Hamas militants operate in civilian areas, where Israel has long accused them of using Palestinians as human shields. A mass evacuation of civilians, if carried out, would leave their fighters exposed as never before.

“The camouflage of the terrorists is the civil population,” Israeli Defense Minister Yoav Gallant said at a news conference with U.S. Defense Secretary Lloyd Austin. “Therefore, we need to separate them. So those who want to save their life, please go south.”

But U.N. spokesperson Stephane Dujarric said it would be impossible to stage such an evacuation without “devastating humanitarian consequences.” He called on Israel to rescind any such orders, saying they could “transform what is already a tragedy into a calamitous situation.”

Hamas, meanwhile, called on Palestinians to stay in their homes, saying Israel “is trying to create confusion among citizens and harm the cohesion of our internal front.” It urged Palestinians to ignore what it said was “psychological warfare.”

Gaza’s Health Ministry said it was not possible to evacuate the many wounded from hospitals — already struggling with high numbers of dead and injured — and that hospital staff would not heed the warning.

The evacuation order was taken as a further signal of an already expected Israeli ground offensive, though no such decision has been announced.

Israeli Prime Minister Benjamin Netanyahu has vowed to “crush” Hamas, which has ruled Gaza since 2007. His government is under intense public pressure to topple the group rather than merely bottle it up in Gaza as it has for years.

A visit by U.S. Secretary of State Antony Blinken on Thursday, along with shipments of weapons, offered a powerful green light for Israel to drive ahead with its retaliation.

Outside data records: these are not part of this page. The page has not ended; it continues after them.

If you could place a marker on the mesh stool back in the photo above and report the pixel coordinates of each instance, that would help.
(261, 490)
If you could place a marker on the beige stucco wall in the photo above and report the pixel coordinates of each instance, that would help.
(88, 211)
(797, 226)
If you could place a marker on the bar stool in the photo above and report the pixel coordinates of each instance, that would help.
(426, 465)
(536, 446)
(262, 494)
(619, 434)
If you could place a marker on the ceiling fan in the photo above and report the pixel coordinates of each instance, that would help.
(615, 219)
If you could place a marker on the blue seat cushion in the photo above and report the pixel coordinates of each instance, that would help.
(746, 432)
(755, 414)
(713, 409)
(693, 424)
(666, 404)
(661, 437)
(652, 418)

Defense Secretary Austin, who met with Israeli leaders Friday, reiterated the United States’ ironclad support for Israel, saying military assistance would flow in “at the speed of war.”

Still, a ground offensive in densely populated and impoverished Gaza would likely bring even higher casualties on both sides in brutal house-to-house fighting.

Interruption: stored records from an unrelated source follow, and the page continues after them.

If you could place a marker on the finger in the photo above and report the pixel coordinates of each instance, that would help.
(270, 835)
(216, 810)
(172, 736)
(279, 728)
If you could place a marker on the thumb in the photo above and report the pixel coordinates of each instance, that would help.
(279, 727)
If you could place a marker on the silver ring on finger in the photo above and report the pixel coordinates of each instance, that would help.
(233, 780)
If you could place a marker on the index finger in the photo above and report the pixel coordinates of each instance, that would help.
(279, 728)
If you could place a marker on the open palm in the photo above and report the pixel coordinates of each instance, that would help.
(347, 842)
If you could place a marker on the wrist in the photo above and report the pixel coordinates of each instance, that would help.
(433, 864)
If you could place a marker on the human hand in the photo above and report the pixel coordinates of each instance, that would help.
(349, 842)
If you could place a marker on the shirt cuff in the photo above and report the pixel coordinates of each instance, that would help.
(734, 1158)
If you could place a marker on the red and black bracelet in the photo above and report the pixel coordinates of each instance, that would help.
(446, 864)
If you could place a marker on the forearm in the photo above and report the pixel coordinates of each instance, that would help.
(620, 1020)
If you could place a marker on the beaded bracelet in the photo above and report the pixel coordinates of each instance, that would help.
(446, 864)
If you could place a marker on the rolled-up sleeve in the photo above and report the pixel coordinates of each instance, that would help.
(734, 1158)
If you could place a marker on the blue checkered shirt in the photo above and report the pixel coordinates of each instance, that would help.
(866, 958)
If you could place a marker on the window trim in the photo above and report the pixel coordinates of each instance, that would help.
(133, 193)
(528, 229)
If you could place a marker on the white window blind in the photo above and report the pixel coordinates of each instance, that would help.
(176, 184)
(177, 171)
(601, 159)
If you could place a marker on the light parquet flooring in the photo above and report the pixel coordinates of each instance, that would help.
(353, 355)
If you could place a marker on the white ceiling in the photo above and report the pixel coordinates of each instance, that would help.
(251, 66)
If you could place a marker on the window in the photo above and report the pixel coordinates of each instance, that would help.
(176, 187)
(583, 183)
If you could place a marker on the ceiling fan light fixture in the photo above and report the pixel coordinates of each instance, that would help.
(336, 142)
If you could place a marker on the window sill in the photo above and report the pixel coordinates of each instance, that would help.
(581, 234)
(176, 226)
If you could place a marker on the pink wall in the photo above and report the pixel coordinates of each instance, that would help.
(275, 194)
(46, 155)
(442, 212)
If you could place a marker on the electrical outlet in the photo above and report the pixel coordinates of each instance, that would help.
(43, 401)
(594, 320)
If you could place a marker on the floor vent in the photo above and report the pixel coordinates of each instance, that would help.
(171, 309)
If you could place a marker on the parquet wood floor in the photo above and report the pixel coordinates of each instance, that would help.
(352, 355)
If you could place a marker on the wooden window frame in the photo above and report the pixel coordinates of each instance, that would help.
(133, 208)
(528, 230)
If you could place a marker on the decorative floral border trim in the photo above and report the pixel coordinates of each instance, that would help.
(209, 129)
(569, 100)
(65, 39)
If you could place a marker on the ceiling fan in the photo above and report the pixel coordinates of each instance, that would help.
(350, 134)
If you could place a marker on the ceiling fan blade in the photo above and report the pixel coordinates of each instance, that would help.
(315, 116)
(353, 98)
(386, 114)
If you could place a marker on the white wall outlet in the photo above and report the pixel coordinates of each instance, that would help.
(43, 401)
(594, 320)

Neighboring Egypt has meanwhile taken “unprecedented measures” to reinforce its border with Gaza and prevent any breaches, a senior Egyptian security official said. The official spoke on condition of anonymity because he was not authorized to brief reporters.

Egypt, which made peace with Israel decades ago and has long served as a regional mediator, is staunchly opposed to resettling Palestinians on its territory, both because of the costs involved and because it would undermine their quest for an independent state. The Rafah crossing from Gaza into Egypt, the only one not controlled by Israel, has been closed because of airstrikes.

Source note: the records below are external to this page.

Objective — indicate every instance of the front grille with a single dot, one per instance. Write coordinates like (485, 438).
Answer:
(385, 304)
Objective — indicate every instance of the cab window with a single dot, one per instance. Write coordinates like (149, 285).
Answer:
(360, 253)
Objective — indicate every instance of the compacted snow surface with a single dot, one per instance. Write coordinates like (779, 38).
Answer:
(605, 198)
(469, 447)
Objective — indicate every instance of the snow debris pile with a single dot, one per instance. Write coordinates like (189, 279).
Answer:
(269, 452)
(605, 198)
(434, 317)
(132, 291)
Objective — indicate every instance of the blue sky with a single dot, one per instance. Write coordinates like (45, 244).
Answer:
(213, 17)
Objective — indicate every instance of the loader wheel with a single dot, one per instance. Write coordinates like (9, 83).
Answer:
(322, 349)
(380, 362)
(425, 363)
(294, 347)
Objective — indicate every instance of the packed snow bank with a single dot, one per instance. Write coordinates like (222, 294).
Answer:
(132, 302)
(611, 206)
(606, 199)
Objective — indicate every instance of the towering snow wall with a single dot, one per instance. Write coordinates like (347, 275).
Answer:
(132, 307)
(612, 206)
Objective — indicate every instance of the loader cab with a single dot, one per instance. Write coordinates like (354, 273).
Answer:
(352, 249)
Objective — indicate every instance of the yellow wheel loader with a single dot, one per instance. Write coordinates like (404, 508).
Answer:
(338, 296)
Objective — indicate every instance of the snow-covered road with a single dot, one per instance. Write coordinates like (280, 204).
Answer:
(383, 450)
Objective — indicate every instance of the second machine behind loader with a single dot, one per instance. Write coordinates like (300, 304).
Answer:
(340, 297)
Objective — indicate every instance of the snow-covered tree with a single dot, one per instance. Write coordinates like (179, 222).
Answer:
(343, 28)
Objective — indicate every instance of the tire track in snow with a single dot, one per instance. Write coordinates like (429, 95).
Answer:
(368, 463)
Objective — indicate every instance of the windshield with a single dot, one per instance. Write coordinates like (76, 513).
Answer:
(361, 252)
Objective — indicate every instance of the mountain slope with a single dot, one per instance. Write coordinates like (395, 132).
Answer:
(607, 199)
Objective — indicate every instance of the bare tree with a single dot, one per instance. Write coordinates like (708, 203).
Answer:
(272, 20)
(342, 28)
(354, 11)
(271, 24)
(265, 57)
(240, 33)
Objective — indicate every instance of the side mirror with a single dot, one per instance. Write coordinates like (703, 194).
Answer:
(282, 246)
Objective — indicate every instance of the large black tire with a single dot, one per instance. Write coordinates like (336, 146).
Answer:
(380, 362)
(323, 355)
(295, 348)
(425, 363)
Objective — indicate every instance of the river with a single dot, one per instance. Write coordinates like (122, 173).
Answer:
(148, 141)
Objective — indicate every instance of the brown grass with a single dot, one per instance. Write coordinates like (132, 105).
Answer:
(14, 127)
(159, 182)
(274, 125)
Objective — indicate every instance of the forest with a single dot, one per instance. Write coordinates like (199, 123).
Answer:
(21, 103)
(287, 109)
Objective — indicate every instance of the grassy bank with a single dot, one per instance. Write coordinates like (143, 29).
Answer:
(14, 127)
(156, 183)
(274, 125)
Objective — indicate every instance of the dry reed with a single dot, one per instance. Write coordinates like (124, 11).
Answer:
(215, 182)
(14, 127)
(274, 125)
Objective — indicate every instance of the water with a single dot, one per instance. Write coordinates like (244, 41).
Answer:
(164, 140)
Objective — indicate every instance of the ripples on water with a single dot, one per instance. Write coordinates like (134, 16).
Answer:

Hamas’ unprecedented assault last Saturday, and days of heavy rocket fire since, have killed more than 1,300 people in Israel, including 247 soldiers — a toll unseen in Israel for decades. The ensuing Israeli bombardment has killed more than 1,530 people in Gaza, according to the Palestinian Health Ministry.

Israel says roughly 1,500 Hamas militants were killed inside Israel, and that hundreds of the dead in Gaza are Hamas members.